Das Ergebnis der überraschenden Kursentwicklung vom Freitag ist, dass der Index nach einem intraday-Test der EMA50 knapp darunter schloss und nun auch die Abwärtslinie vom ATH aus Januar wieder im Visier hat – er schloss 16 Punkte darunter. Das wäre dann der nächste Versuch innerhalb recht kurzer Zeit, über diese entscheidende Linie auszubrechen.

Vielleicht klappt es dieses Mal – angesichts der voraus liegenden Widerstände und der nicht besonders günstigen sonstigen technischen Rahmenbedingungen wird hierfür eine hohe Energie benötigt. Wenn der Ausbruch tatsächlich gelingen sollte, würde rechnerisch ein Potenzial(!) von rund 300 Punkten freigesetzt, was bis zum ATH aus Ende Januar reicht. Wenn der Ausbruch aber erneut scheitert, ergibt sich umgekehrt Potenzial(!) bis zum Bereich des 62er Retracement des Impulses seit der Machtergreifung von Trump unterhalb von 2400.
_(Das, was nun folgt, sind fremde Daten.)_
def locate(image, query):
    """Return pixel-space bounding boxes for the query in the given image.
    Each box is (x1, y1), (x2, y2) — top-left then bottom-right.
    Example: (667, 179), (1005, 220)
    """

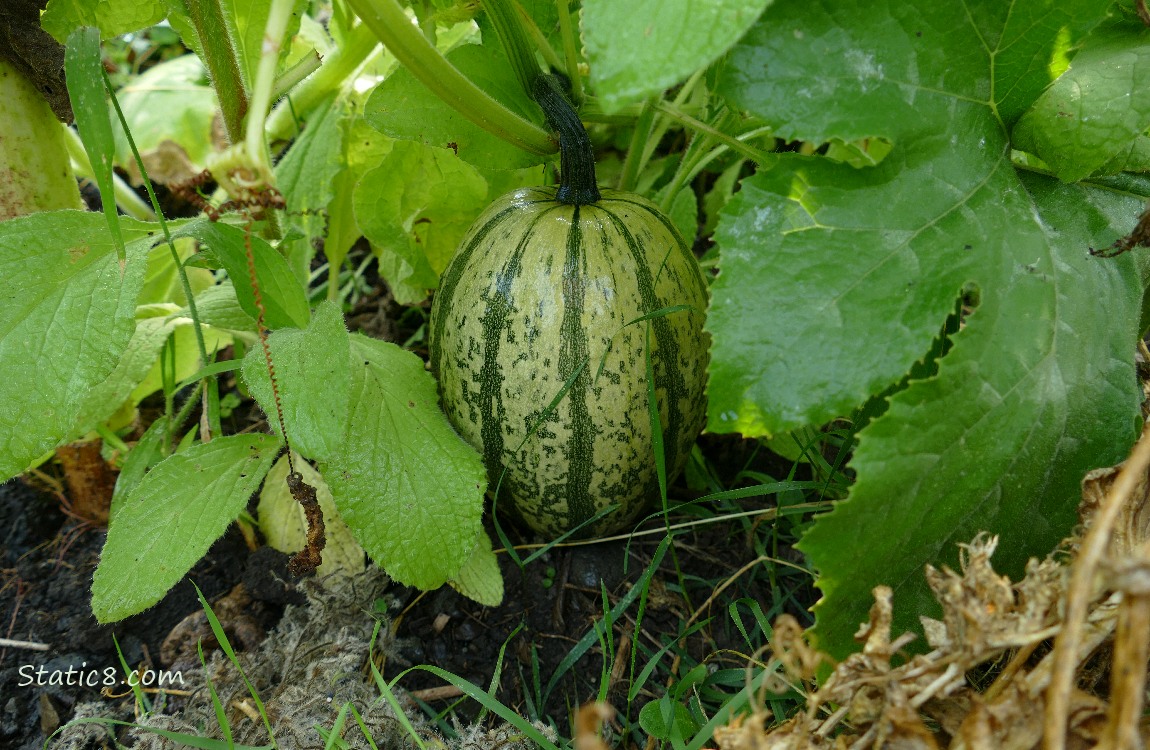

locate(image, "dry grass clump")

Was die Makroökonomie angeht, so stellt der folgende Chart (Chartquelle) die Lohnentwicklung und den Verlauf des von der Fed besonders beachteten PCE-Preis-Index gegenüber, jeweils im Vergleich zu ihren Vorjahreswerten. Der Preis-Index ist mit einer jährlichen Steigerungsrate von 1,9% fast am Inflationsziel der Fed bei 2% angekommen. Die Löhne liegen aktuell 2,6% über ihrem Vorjahreswert. Beide Werte kommen damit ihren jeweiligen Maxima seit Ende der Rezession im Gefolge des offenen Ausbruchs der Finanzkrise nahe.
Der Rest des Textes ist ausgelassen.